Currently, the OptimizePointerDifference fold does not trigger when working on the sub of two geps where one of the geps has multiple uses, to avoid duplicating the offset arithmetic too much. However, there are clearly cases where performing it would still be clearly profitable, e.g. test_sub_ptradd_multiuse. This patch drops the one-use restriction using the same strategy we use in GEP comparison folds: If there are multiple uses, we rewrite the GEP to use the expanded offset arithmetic instead (effectively canonicalizing it into ptradd representation). Fixes llvm#88231.

llvmbot · 2024-04-25T05:30:37Z

@llvm/pr-subscribers-llvm-transforms

Author: Nikita Popov (nikic)

Changes

Currently, the OptimizePointerDifference fold does not trigger when working on the sub of two geps where one of the geps has multiple uses, to avoid duplicating the offset arithmetic too much.

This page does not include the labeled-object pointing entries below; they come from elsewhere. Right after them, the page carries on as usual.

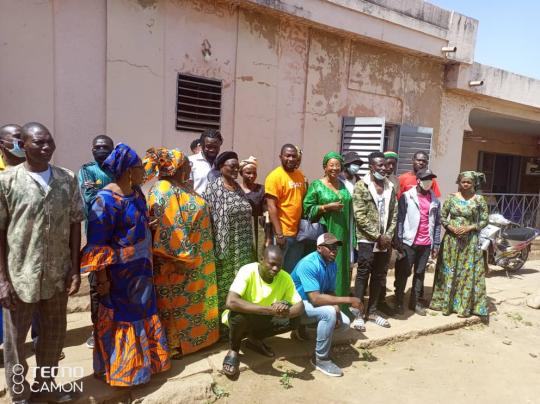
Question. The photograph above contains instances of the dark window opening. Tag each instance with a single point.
(198, 103)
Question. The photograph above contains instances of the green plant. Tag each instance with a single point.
(219, 391)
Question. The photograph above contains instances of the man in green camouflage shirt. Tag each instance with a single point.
(40, 230)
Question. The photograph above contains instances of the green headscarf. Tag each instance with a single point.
(477, 177)
(332, 155)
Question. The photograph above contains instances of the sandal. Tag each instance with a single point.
(358, 324)
(379, 320)
(263, 349)
(233, 364)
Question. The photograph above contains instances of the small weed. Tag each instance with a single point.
(368, 356)
(219, 391)
(286, 379)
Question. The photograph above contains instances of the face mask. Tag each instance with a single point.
(17, 151)
(101, 155)
(426, 184)
(353, 168)
(378, 176)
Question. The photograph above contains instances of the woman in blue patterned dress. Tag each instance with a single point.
(130, 344)
(460, 284)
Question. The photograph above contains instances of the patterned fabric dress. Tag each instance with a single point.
(184, 268)
(460, 284)
(337, 223)
(130, 341)
(233, 235)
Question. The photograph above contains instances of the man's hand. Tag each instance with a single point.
(384, 242)
(280, 241)
(73, 282)
(338, 317)
(8, 297)
(281, 309)
(89, 184)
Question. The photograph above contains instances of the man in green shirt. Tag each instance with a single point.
(40, 234)
(262, 302)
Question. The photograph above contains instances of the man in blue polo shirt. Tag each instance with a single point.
(315, 280)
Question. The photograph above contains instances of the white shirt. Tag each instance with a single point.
(200, 167)
(42, 178)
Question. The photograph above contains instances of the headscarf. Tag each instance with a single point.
(389, 154)
(121, 158)
(162, 162)
(250, 161)
(477, 177)
(223, 157)
(332, 155)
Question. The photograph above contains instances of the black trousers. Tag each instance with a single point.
(372, 266)
(94, 297)
(416, 256)
(242, 325)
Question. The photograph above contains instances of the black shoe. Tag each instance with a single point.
(420, 310)
(386, 308)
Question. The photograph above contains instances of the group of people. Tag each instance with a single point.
(177, 270)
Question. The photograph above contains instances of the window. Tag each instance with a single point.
(198, 105)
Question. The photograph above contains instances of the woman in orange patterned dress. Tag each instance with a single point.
(183, 252)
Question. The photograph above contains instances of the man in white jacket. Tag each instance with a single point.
(418, 237)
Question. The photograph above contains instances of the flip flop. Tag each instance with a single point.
(263, 349)
(233, 362)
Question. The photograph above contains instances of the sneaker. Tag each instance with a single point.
(300, 334)
(358, 324)
(90, 342)
(420, 310)
(327, 367)
(386, 308)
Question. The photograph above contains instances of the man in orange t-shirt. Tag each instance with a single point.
(285, 188)
(408, 180)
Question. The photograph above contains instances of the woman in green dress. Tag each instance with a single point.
(460, 284)
(329, 202)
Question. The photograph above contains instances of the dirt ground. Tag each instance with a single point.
(498, 363)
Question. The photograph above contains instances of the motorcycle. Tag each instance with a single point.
(505, 243)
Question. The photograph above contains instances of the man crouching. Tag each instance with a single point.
(262, 302)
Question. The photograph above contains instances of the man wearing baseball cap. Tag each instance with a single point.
(418, 237)
(315, 280)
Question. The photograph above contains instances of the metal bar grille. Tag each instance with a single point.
(362, 135)
(198, 103)
(519, 208)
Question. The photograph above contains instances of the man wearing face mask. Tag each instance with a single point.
(408, 180)
(10, 146)
(92, 177)
(375, 212)
(418, 235)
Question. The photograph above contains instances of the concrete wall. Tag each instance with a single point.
(52, 70)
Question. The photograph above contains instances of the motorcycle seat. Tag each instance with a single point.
(520, 234)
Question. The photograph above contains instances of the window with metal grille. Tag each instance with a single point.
(198, 105)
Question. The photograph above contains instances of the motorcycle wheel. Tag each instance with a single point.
(523, 255)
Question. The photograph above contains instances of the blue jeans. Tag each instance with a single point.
(325, 316)
(293, 252)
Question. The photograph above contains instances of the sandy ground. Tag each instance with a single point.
(499, 363)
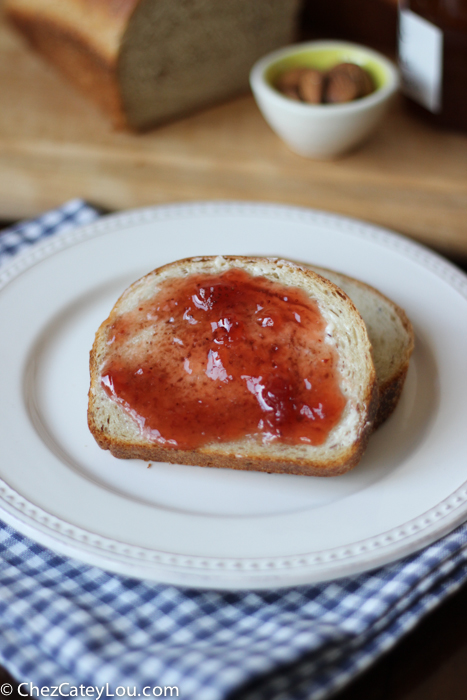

However, there are clearly cases where performing it would still be clearly profitable, e.g. test_sub_ptradd_multiuse.

This patch drops the one-use restriction using the same strategy we use in GEP comparison folds: If there are multiple uses, we rewrite the GEP to use the expanded offset arithmetic instead (effectively canonicalizing it into ptradd representation).

Fixes #88231.

Full diff: https://github.com/llvm/llvm-project/pull/90017.diff

2 Files Affected:

(modified) llvm/lib/Transforms/InstCombine/InstCombineAddSub.cpp (+6-22)
(modified) llvm/test/Transforms/InstCombine/sub.ll (+14-18)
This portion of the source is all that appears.